Au Pérou, les Indiens nahua utilisent le GPS pour dresser la carte de leur territoire.

 

C'est un étudiant anglais de 21 ans, Conrad, qui est parti au sud-est du pays, chez les Nahua, pour enquêter sur les problèmes qui opposaient ces Indiens aux bûcherons qui envahissent leur territoire.

Les Nahua vivent dans l'ouest de la forêt amazonienne et sont restés isolés jusqu'à ces dernières années. Après leurs premiers contacts, ils ont été victimes des maladies apportées par les étrangers et beaucoup en sont morts. (Lire le dossier de septembre 2005 sur les peuples non contactés.) Ils ne sont plus maintenant que 250, qui se sont regroupés dans un seul village, Serjali, au nord du parc naturel du Manu.

Quand Conrad est arrivé chez eux, il les a beaucoup écoutés et a rempli un cahier, "Le livre des faits", où sont écrits tous les compte-rendus des assemblées de la communauté. Quand Conrad est reparti, les Nahua ont décidé d'aller en ville, avec leur cahier sous le bras, pour le faire lire à des responsables du parc et à des personnalités politiques. Ainsi, tout le monde a pu savoir que, loin dans la forêt, des bûcherons pratiquaient une déforestation illégale.

Puis Conrad est revenu vivre avec eux, et les a aidés à établir une carte la plus précise possible de leur territoire de 2000 km2. Il a d'abord fallu expliquer aux Nahua ce qu'est une carte de géographie, puis comment se servir du GPS, cette machine qui communique avec les étoiles.

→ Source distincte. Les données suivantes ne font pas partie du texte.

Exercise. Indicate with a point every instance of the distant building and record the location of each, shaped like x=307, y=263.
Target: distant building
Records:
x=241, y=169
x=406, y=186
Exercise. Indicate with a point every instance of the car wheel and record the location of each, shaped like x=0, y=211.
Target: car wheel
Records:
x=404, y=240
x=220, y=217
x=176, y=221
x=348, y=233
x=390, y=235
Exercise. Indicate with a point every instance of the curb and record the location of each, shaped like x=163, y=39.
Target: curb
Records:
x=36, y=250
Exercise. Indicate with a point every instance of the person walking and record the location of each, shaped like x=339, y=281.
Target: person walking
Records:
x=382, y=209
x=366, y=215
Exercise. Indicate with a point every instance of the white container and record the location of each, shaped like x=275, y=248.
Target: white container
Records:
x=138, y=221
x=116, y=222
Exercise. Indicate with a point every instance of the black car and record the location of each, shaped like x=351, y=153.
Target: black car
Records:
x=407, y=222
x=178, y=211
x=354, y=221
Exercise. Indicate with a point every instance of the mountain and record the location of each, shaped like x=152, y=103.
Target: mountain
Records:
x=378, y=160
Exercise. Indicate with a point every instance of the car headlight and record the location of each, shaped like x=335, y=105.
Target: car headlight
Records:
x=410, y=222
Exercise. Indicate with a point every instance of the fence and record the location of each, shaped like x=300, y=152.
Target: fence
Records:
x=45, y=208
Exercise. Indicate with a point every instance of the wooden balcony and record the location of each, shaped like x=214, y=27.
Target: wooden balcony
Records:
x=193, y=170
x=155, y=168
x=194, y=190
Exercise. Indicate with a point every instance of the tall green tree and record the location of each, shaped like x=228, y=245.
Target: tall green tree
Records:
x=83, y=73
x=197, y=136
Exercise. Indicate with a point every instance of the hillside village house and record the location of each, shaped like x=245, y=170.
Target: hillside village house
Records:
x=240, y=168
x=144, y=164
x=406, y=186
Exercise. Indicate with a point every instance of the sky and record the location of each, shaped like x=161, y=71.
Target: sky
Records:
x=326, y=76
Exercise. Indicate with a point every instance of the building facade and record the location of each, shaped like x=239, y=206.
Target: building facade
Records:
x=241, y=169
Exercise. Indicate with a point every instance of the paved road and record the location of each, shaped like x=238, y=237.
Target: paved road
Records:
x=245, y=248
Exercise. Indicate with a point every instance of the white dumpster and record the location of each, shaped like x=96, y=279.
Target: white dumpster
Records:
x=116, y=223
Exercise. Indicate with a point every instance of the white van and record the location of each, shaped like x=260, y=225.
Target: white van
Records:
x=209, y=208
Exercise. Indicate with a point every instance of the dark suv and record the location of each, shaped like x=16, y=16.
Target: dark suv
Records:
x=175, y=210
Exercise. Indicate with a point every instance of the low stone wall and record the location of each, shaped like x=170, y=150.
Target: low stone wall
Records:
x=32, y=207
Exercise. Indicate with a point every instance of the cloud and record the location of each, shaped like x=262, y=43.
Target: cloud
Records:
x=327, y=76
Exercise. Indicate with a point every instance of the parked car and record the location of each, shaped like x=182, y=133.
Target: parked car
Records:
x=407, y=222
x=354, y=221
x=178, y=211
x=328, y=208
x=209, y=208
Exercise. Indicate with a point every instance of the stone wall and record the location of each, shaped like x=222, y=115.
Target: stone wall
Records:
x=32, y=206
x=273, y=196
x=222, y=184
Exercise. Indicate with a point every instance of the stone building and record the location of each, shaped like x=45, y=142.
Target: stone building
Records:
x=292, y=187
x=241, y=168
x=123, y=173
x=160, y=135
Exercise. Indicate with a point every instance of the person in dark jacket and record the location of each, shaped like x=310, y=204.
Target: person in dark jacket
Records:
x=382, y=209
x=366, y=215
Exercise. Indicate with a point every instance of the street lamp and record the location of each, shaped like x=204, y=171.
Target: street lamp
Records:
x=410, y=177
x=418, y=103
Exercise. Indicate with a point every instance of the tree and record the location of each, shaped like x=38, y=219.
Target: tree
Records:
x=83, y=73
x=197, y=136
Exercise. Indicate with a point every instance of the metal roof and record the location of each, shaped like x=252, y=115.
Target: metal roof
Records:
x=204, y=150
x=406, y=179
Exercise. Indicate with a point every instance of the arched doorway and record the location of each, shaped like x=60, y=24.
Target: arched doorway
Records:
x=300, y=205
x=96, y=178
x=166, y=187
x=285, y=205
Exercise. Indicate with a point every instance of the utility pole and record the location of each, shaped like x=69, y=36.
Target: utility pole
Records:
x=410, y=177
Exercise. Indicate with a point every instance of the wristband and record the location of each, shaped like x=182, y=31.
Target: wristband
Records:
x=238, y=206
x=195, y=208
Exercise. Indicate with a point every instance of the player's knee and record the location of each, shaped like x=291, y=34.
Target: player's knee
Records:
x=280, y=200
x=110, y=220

Au bout d'un an, la carte était faite, montrant leurs lieux de pêche, de chasse, et de cueillette, leurs chemins, leurs arbres, les emplacements de leurs anciens villages où sont enterrées leurs familles.

Le travail de Conrad lui a valu de gagner un prix, et avec cet argent il veut offrir aux Nahua un ordinateur alimenté par des panneaux solaires pour qu'ils puissent compléter leur carte et y joindre des photos numériques montrant par exemple les bûcherons en pleine action illégale. En allant à la ville la plus proche, ils pourront alors envoyer par e-mail aux autorités ces documents, et les bûcherons ne pourront plus agir impunément. Le but est de faire obtenir aux Nahua un titre de propriété, c'est-à-dire un papier officiel qui dit qu'ils sont bien chez eux et que les bûcherons n'y ont aucun droit.

Dans la forêt amazonienne, la modernité ne passe pas forcément d'abord par le réfrigérateur ou le congélateur pour garder les restes de nourriture, puisque la viande chassée est toujours partagée entre tous. Le GPS, l'ordinateur, l'appareil photo numérique et Internet sont, dans ce cas, plus adaptés.

 

D'après Courrier International, 10 juin 2004.